これは、世界でも人気が高まりつつある抹茶や、高級茶として知られる玉露を生産するために必要なものです。このように茶園に黒いシートのようなものを被せる栽培方法を、覆い下栽培、または被覆栽培といいます。それに対して、太陽の光を浴びせる栽培を露地栽培といいます。前者は主に京都府や福岡県、後者は主に静岡県で盛んです。
では、なぜこのようなことをするのでしょうか?

この栽培方法は室町時代の頃より始まったそうなのですが、元々は新芽に霜が当たらないようにするためだったようです。
現在では、お茶が持つ旨味成分であるアミノ酸が、日光によって渋味成分であるカテキンに変化することを防ぐためや、葉緑素を増加させ、茶葉の色をより深い緑色にするためなど、複数の理由があるとされています。茶葉の色に関しては、次の写真で違いがよく分かります。

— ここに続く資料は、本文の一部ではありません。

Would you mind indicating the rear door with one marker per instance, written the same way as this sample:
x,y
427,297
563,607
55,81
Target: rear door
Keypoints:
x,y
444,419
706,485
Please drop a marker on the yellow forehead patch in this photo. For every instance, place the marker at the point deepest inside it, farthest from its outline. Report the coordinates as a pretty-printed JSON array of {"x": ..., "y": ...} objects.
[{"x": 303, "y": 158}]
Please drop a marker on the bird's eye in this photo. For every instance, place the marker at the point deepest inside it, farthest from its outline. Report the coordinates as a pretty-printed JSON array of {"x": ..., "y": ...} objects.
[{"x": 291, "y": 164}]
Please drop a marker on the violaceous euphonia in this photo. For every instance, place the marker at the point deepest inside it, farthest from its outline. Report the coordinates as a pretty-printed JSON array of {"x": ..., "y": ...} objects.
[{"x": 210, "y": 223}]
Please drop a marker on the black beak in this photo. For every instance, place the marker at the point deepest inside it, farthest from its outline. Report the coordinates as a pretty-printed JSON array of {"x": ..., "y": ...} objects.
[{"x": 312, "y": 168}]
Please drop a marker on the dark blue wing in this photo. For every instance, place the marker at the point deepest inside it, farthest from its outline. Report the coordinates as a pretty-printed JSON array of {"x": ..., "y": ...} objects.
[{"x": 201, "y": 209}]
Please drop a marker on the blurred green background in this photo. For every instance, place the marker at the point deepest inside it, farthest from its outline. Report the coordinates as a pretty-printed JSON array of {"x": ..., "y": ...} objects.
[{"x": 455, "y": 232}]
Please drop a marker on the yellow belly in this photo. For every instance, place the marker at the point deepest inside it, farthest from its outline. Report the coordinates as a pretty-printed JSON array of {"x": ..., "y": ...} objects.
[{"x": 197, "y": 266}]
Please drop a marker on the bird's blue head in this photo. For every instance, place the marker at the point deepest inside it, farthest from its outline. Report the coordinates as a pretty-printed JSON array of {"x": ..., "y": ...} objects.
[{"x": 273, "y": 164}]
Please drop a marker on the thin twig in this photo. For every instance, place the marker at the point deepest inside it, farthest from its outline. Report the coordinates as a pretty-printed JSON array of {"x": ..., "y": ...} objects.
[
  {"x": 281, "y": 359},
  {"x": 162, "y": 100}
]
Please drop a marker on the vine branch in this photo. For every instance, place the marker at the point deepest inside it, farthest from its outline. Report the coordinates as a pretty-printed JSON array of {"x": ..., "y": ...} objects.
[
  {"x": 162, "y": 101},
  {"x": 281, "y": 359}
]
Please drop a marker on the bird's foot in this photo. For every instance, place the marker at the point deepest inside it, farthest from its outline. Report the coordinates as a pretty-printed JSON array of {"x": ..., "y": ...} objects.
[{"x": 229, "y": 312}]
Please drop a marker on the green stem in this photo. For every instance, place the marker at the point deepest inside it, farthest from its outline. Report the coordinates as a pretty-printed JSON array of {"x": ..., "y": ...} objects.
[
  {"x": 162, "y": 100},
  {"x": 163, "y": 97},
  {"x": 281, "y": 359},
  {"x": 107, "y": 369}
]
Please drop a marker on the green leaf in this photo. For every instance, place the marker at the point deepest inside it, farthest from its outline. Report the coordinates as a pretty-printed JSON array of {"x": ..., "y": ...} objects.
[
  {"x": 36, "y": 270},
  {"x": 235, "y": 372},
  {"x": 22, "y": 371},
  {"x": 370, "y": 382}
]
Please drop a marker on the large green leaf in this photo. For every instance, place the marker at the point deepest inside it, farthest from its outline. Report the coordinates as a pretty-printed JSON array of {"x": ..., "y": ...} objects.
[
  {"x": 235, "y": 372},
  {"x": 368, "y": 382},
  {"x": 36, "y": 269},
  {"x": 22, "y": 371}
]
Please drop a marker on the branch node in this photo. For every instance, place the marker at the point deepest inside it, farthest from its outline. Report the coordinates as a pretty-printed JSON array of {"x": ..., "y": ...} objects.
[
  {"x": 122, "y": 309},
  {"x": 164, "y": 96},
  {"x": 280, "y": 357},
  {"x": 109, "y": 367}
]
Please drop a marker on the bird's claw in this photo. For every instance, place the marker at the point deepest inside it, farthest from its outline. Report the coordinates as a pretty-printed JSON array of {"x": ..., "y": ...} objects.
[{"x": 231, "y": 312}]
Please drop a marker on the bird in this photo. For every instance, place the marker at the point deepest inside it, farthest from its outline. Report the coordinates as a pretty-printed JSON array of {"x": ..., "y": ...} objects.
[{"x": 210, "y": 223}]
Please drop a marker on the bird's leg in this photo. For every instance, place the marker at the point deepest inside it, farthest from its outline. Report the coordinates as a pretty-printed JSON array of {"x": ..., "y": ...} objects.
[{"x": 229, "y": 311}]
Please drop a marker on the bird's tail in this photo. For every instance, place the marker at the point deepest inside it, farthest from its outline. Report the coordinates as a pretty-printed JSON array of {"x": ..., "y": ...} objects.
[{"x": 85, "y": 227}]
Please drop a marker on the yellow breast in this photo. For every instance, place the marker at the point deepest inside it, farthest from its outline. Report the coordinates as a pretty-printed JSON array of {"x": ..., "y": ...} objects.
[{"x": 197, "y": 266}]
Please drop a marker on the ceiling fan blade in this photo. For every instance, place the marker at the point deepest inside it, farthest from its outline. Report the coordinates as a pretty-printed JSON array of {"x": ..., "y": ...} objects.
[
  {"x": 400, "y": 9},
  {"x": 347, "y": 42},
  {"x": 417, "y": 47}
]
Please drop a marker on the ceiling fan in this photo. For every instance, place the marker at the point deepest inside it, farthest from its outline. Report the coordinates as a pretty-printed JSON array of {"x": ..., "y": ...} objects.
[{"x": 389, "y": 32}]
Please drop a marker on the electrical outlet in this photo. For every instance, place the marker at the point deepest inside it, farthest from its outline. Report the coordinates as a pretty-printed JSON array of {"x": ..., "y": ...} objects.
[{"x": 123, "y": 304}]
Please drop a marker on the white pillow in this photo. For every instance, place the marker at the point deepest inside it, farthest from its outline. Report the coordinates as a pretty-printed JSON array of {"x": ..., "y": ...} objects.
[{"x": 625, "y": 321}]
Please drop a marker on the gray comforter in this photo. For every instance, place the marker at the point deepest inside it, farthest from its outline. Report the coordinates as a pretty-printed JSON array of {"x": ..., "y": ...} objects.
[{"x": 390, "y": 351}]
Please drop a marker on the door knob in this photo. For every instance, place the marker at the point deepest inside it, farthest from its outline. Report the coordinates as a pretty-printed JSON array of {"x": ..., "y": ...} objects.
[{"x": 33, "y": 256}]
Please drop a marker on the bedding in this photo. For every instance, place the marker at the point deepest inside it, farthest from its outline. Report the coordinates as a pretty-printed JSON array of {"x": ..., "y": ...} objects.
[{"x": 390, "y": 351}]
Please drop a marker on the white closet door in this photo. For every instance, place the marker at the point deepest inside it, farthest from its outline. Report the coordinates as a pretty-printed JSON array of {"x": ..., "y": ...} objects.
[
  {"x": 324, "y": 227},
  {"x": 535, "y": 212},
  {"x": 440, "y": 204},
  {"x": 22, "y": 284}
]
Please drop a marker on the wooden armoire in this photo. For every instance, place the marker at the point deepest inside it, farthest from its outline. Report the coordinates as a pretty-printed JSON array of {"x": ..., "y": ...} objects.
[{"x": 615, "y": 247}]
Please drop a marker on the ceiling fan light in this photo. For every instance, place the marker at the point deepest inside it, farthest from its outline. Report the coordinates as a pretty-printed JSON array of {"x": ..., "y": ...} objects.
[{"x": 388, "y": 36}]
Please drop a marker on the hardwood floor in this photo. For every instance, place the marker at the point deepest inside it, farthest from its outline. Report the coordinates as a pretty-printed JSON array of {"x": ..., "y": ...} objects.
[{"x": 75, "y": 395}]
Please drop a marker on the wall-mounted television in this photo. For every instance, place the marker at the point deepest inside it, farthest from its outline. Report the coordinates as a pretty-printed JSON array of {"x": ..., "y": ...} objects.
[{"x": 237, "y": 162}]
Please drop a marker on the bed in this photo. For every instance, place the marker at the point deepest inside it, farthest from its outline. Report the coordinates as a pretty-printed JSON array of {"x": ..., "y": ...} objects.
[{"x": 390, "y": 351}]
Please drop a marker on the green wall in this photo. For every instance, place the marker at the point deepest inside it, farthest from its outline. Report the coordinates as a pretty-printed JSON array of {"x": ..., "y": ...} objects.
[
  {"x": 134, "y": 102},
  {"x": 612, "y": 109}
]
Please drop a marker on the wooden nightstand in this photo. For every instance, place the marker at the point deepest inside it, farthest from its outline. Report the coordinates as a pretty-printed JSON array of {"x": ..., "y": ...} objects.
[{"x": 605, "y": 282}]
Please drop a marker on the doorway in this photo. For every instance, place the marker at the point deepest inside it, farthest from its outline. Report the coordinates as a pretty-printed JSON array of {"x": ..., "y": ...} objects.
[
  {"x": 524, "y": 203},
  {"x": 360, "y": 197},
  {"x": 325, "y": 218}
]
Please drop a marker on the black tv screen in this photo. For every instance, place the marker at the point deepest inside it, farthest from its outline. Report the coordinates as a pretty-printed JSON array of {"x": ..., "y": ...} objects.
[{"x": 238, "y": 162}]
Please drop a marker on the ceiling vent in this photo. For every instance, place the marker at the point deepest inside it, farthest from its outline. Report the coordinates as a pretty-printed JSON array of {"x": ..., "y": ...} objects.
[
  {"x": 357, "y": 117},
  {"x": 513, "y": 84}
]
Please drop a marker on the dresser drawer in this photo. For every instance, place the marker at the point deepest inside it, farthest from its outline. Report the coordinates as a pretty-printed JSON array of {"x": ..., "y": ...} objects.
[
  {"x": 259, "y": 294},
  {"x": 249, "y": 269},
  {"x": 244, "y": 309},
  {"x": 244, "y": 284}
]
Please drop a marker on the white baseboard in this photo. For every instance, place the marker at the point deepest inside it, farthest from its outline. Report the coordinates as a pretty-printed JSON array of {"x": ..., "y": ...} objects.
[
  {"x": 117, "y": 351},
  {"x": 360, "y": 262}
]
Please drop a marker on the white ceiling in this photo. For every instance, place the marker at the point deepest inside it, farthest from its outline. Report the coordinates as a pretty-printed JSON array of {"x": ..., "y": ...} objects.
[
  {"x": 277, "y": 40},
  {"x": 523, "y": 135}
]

被覆にも、棚を組んで覆いをするタイプと、直接茶樹に覆いをする直掛けタイプがあります。棚のタイプの方が、茶樹にストレスがかかりにくく、より成育も良いため、品質が高くなる傾向にあります。
とはいえ、どちらも非常に手間も費用もかかるものです。生産農家の方々は、知識や経験から頃合いを計り、注意深く茶園を管理されています。玉露や抹茶の価格が高くなってしまうのは、それだけ手間と費用をかけているためです。

但し、被覆をする、しないで品質の優劣は決まりません。あくまでも生産地や生産農家の中での文化的な側面が強いと個人的に思っています。同じ日本でも、それぞれの嗜好に合わせた特徴ある茶づくりが数多く存在し、それらが茶文化を支えてきたのだと思います。